I’m writing a custom filter plugin in Python, to perform some complicated business logic which uses several values which are already known as Ansible variables. This is going to take a filename and return a list of modified versions of that filename, in a specific order, which will then be used with the ansible.builtin.first_found filter.
Is there a way for the Python code to access Ansible variables directly, rather than having to pass parameters to the filter function? These will include playbook_dir, role_path, a few calculated values, and a few “facts” supplied by /etc/ansible/facts.d/ files on the target machines.
I ask because the immediate problem I’m trying to solve needs the values of eight different variables, and I really don’t want to have to pass every single one of those variables to the filter every time I call it.

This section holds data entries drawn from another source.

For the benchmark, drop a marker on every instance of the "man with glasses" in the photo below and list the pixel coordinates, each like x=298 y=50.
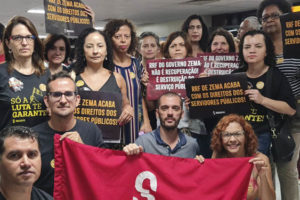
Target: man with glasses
x=61 y=100
x=166 y=140
x=20 y=164
x=269 y=12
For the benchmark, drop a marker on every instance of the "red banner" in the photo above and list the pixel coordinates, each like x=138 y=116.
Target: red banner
x=85 y=172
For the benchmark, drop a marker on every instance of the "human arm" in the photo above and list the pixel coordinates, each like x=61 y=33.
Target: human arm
x=127 y=110
x=275 y=105
x=132 y=149
x=146 y=126
x=264 y=177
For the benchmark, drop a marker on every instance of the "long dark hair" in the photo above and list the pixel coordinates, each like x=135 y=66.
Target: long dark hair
x=172 y=37
x=38 y=53
x=270 y=57
x=80 y=63
x=226 y=35
x=114 y=25
x=204 y=39
x=49 y=44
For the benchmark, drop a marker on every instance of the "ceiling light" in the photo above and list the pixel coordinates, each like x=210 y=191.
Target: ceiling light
x=36 y=11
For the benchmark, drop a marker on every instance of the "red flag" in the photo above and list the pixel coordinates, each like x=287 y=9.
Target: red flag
x=85 y=172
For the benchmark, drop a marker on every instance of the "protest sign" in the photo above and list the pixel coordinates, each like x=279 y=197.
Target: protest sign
x=290 y=25
x=102 y=109
x=217 y=95
x=219 y=64
x=86 y=172
x=66 y=17
x=170 y=74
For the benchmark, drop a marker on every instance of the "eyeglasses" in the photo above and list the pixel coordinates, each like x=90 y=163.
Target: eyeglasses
x=19 y=38
x=56 y=96
x=237 y=135
x=195 y=27
x=273 y=16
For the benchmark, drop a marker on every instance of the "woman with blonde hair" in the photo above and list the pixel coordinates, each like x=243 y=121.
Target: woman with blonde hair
x=234 y=137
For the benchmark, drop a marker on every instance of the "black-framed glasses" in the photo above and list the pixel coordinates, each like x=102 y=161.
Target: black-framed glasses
x=273 y=16
x=192 y=27
x=19 y=38
x=56 y=96
x=237 y=135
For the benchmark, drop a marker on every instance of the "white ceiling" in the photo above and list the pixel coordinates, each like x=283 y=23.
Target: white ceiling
x=141 y=12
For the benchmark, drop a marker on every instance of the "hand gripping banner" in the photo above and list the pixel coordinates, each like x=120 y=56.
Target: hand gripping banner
x=85 y=172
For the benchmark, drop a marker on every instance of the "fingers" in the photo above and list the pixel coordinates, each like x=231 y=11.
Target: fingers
x=132 y=149
x=74 y=136
x=200 y=158
x=126 y=116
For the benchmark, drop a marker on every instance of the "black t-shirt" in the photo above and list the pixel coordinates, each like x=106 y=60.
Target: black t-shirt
x=89 y=133
x=36 y=194
x=21 y=98
x=280 y=90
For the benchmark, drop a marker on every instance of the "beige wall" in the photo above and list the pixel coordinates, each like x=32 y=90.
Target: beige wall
x=165 y=28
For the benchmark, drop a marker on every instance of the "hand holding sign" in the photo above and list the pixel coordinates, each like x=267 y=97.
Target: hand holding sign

Filters aren’t really intended to access data they weren’t explicitly passed. While it might technically be possible, it’s easier to use a lookup plugin (which has a Templar instance available to it) for this purpose. A couple of toy examples can be found at 0_test.yml · GitHub and 0_test.yml · GitHub, or you can look at the usage of templating in the ansible.builtin.first_found and ansible.builtin.vars lookups.
The term “Templar” is not something I’ve ever seen in the context of computers, let alone Ansible.
Again, what is a “Templar instance”?
Your comment above mentioned it in passing, as if I’m supposed to already know what that means. I just asked for clarification - the email notification came in over the weekend, I plan on looking over those examples later today.
I did see it “in action”, I was asking where to find the official documentation about it. The search engines keep directing me to pages about a Nicholas Cage movie, or to the old religious order mentioned in that movie. It’s really weird, like … maybe the movie industry is paying google to send clicks their way or something?
Anyway. After a good night’s sleep, and reading the documentation about “lookup plugins”, it turns out that within the run() function I can use variables.get( 'xxx' , '' ) to retrieve the value of any variable that can be “seen” by the task which executes the plugin. This, plus “use a lookup plugin instead of a filter plugin”, are all I was looking for in the first place.
The only other thing I ran into is that environment happens to be an undocumented “magic” variable that you can’t use … but that’s not on anybody here, unless you’re part of the ansible documentation team.
Thanks for nudging me in the right direction, much appreciated.